The folks at NuSphere have a good idea, and they have in effect done for the middleware tier what Linux distributions have done for the operating system tier. It would be nice to see an integrated Open Source search engine tool, and perhaps a WebDAV-aware HTML editing tool, in a future release. Even without these items, though, NuSphere is useful enough to be worth considering for business oriented server deployments. It is reliable, easy to install, and a genuine improvement over the equivalent component-by-component installation methods. The downside of this business model is that distributions often include many of these same Open Source tools as part of their standard installation, so trying to add NuSphere later may do more harm than good or may not add much value in some situations. In others, especially where the system administrator is new to Linux or UNIX, NuSphere could be a great boost to admin productivity. NuSphere does not relieve the system administrator of the need to think -- it just takes away some of the grunt work.
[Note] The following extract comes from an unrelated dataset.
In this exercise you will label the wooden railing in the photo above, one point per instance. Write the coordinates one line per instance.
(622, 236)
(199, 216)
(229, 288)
Overall, I found NuSphere MySQL to work well and to be a useful suite
of middleware for Linux server deployment, though its close ties to
the Red Hat distribution's quirks impair its ease of use on other
systems slightly. Whether or not it is worth its $299 price tag will
depend on who is being asked. $299 is a lot to pay for just getting
free beer pre-poured into a tall glass, and indeed a Linux wiz who is
comfortable compiling large programs from source tarball may not want
NuSphere and its fancy browser interfaces getting in the way for a
small number of servers. But that same person, confronted with the
need to build and manage a couple dozen servers -- some of which are
located at the other end of a large building -- might find the remote
GUI installation to be extremely valuable. Those who are new to Linux
and who need to have a small e-commerce site online quickly will
definitely find NuSphere a worthwhile purchase.